Department of Gastroenterological Surgery, Saitama Cancer Center, Saitama, 362-0806, Japan.
Department of Urology, Saitama Cancer Center, Saitama, Japan.
World J Surg Oncol. 2022 Jun 8;20(1):185. doi: 10.1186/s12957-022-02662-7.
Paraganglioma of the urinary bladder (Pub) is rare and presents with clinical symptoms caused by catecholamine production and release. The typical symptoms of Pub are hypertension, macroscopic hematuria, and a hypertensive crisis during micturition. The average size of detected Pubs is approximately 3 cm. Herein, we report a case of a large Pub in which the symptoms were masked by oral medication, precise preoperative diagnosis was difficult, and intraoperative confirmation of tumoral adhesion to the rectum resulted in hypertensive attacks during surgery.
A 64-year-old Japanese male with a history of hypertension and arrhythmia controlled with oral medication presented with a large tumor in the pelvic region, detected on examination for weight loss, with no clinical symptoms. Computed tomography and magnetic resonance imaging revealed a tumor measuring 77 mm in diameter in the posterior wall of the urinary bladder. The border with the rectum was unclear, and the tumor showed heterogeneous enhancement in the solid part with an enhancing hypodense lesion. Cystoscopy revealed compression of the bladder trigone by external masses; however, no tumor was visible in the lumen. Endoscopic ultrasonography-guided fine-needle aspiration revealed CD34-positive spindle-shaped cells in the fibrous tissue, suggestive of a mesenchymal neoplasm. The tumor was suspected to be a gastrointestinal stromal tumor, and surgery was performed. After laparotomy, we suspected that the tumor had invaded the rectum, and total cystectomy and anterior resection of the rectum were performed. Histologically, the tumor cells had granular or clear amphophilic cytoplasm with an oval nucleus and nests of cells delimited by connective tissue and vascular septations. Immunohistochemically, the tumor was positive for chromogranin A, CD56, and synaptophysin, and a diagnosis of paraganglioma of the urinary bladder was confirmed. There was no tumor recurrence at the 7-month follow-up.
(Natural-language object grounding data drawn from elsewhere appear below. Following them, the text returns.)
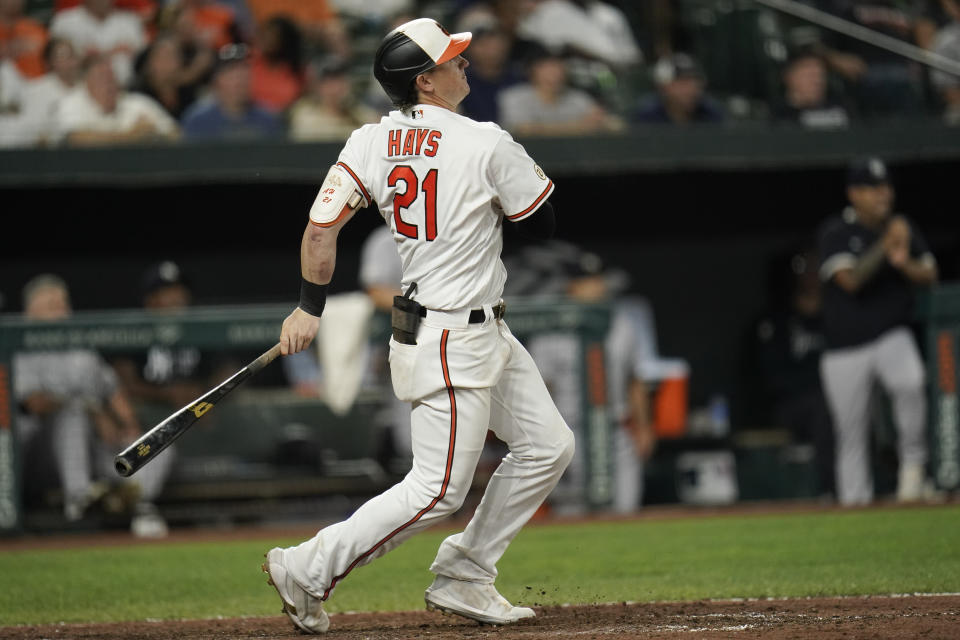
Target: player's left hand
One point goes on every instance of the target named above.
(298, 331)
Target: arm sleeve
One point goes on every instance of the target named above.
(351, 162)
(834, 252)
(919, 248)
(520, 184)
(379, 260)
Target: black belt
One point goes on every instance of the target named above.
(477, 315)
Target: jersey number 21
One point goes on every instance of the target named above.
(413, 187)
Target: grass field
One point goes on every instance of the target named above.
(873, 551)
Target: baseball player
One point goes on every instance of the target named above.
(871, 261)
(445, 185)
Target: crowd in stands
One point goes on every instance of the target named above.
(82, 72)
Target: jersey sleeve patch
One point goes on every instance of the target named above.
(363, 190)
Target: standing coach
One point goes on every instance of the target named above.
(873, 260)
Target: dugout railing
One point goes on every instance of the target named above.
(254, 448)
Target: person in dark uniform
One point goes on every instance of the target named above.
(872, 260)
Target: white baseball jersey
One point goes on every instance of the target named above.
(443, 183)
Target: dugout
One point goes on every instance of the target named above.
(697, 217)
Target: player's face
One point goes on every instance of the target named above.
(873, 203)
(450, 80)
(49, 303)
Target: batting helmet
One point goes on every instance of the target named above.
(411, 49)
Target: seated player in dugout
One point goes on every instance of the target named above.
(444, 184)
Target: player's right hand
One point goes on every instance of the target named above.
(298, 331)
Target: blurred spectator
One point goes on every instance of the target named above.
(491, 68)
(70, 401)
(548, 105)
(884, 83)
(787, 344)
(41, 96)
(97, 27)
(681, 97)
(276, 67)
(318, 19)
(165, 375)
(21, 39)
(588, 28)
(161, 75)
(206, 23)
(146, 10)
(11, 87)
(380, 271)
(328, 109)
(374, 13)
(229, 112)
(806, 96)
(374, 95)
(99, 112)
(873, 260)
(947, 44)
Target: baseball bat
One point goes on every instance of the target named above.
(147, 446)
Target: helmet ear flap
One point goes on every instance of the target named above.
(399, 60)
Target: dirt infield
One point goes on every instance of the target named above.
(934, 617)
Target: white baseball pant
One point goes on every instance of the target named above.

This case highlights the importance of careful examination of pelvic tumors, including endocrine testing, for detecting paraganglioma of the urinary bladder in patients with a history of hypertension or arrhythmia.
膀胱副神经节瘤(Pub)较为罕见,其临床表现源于儿茶酚胺的产生和释放。Pub 的典型症状为高血压、肉眼血尿和排尿时发生高血压危象。已检测到的 Pub 平均大小约为 3 厘米。在此,我们报告一例大型 Pub 病例,其症状被口服药物掩盖,术前诊断困难,术中证实肿瘤与直肠粘连,导致手术中发生高血压发作。
一名 64 岁日本男性,因高血压和心律失常接受口服药物治疗,因体检发现盆部有一个大肿瘤就诊,该患者无临床症状,但体重减轻。计算机断层扫描和磁共振成像显示膀胱后侧壁有一个直径为 77 毫米的肿瘤。与直肠的边界不清楚,肿瘤实性部分呈不均匀强化,伴有一个增强的低信号病变。膀胱镜检查显示膀胱三角区受外部肿块压迫;然而,膀胱腔内未见到肿瘤。内镜超声引导下细针穿刺显示纤维组织中有 CD34 阳性梭形细胞,提示间叶性肿瘤。该肿瘤疑为胃肠道间质瘤,因此进行了手术。剖腹手术后,我们怀疑肿瘤侵犯了直肠,因此进行了全膀胱切除术和直肠前切除术。组织学上,肿瘤细胞具有颗粒状或透明嗜酸性细胞质,椭圆形核,细胞巢由结缔组织和血管分隔带界定。免疫组织化学染色显示肿瘤对嗜铬粒蛋白 A、CD56 和突触素呈阳性,确诊为膀胱副神经节瘤。在 7 个月的随访中,没有肿瘤复发。
该病例强调了在有高血压或心律失常病史的患者中,仔细检查盆腔肿瘤(包括内分泌检查)对于发现膀胱副神经节瘤的重要性。